Remember Your Data Integration Fundamentals
Those who have been put in charge of a data integration project are often unsure about where to start, and what to do. Although data integration is an aging science, we’ve recently added more approaches and technologies to the stack. So, if you thought you knew data integration from years back, you need to do a bit of relearning.
For this blog, I’m going to put together some data integration fundamentals that you can use as a starting point for your own data integration project. These fundamentals are not just older stuff, but really state-of-the-art, in how we should approach data integration today. Here they are:
Metadata is everything. This means that the data about the data will drive the way you approach the integration of the data. You need to understand the information contained within the source and target systems, as to their true meaning. Find a single source of truth about the data. For instance, what’s the single source of truth for customer information, that is pretty much stored all over the enterprise? Same question applies to sales data, and inventory data.

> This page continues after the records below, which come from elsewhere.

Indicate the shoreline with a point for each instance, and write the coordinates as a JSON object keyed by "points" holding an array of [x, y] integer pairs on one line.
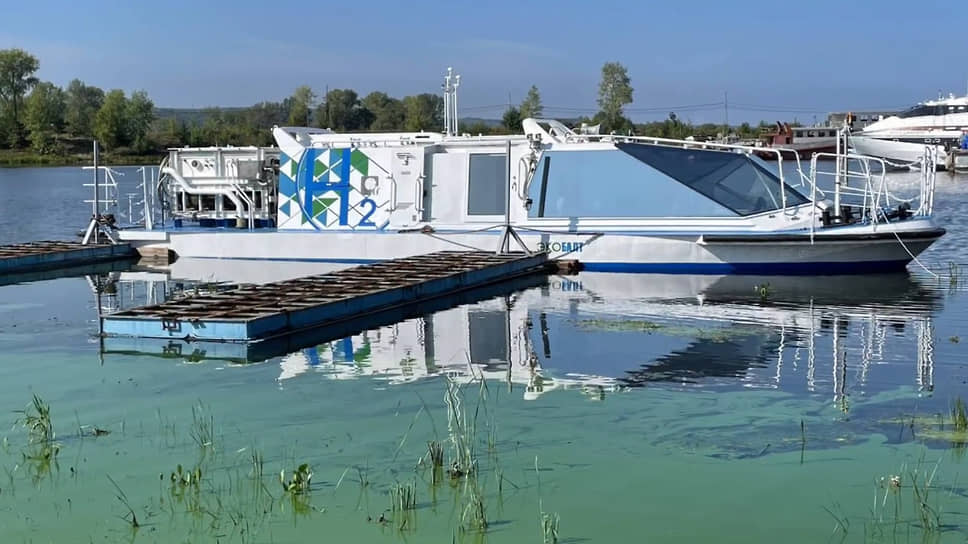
{"points": [[18, 158]]}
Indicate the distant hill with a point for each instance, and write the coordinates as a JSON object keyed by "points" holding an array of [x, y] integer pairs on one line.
{"points": [[199, 115], [189, 115]]}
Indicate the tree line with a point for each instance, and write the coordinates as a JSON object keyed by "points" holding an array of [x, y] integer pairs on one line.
{"points": [[47, 119]]}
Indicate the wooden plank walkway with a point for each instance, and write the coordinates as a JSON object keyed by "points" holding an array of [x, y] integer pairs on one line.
{"points": [[48, 255], [261, 311]]}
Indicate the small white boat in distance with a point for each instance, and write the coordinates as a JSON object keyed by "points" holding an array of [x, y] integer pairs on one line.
{"points": [[615, 203], [900, 139]]}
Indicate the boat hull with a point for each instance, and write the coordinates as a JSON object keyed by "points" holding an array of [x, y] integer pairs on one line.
{"points": [[899, 153], [843, 250]]}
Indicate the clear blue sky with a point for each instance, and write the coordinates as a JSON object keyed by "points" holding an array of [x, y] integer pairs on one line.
{"points": [[805, 57]]}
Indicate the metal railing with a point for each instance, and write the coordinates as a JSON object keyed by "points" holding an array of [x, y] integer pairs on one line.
{"points": [[867, 193]]}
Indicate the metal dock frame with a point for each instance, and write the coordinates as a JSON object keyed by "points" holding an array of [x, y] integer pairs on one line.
{"points": [[49, 255], [252, 313]]}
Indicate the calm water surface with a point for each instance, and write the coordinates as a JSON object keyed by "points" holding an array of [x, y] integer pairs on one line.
{"points": [[628, 407]]}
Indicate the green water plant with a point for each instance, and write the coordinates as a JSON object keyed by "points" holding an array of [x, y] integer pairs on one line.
{"points": [[203, 428], [130, 517], [403, 497], [549, 528], [36, 419], [461, 432], [436, 454], [474, 514], [763, 290], [959, 416], [182, 479]]}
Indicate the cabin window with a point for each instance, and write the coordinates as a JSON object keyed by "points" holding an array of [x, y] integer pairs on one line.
{"points": [[487, 184], [604, 183], [734, 180]]}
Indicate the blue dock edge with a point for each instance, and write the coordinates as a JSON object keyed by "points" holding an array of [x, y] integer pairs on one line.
{"points": [[288, 320], [64, 255]]}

Flows make it go. Once we understand the meaning of the data, including the single source of truth, it’s time to figure out how the data will flow from system to system. While most data integration flows are simple replication, there is also the process of changing the structure and the content of the data flowing from system to system so that the target system receives native data.
This is not such a big deal if you’re replicating data between two relational databases, but these days we move data between SQL and non-SQL systems. Or, between structured and unstructured data stores. The data integration engine must deal with the complexity of accommodating the ways that the enterprise stores data, and, in essence, place these complexities in their own domain.
Think security and governance. Two tenants of data integration that are not as well understood are security and governance, as related to data integration. This issue becomes more important as we move to the cloud, since the data is often physically out of our control. Those charged with data integration may decide to encrypt the data, either in flight (as it moves from place to place), or at rest (as it’s stored), or both. Once encrypted, the information is relatively safe.
Governance, in the context of data integration, means that we place active policies around the use of the data, data flows, transformations, etc., and thus we’re able to control and track how the entities are leveraged. This allows us to avoid having somebody change a flow, or change the structure of a target system, and break the data integration solution. All dependencies are tracked, and you must have permission to make changes.
No matter if this is your first data integration project, or you’re fiftieth, the fundamentals of data integration continue to be important to your success.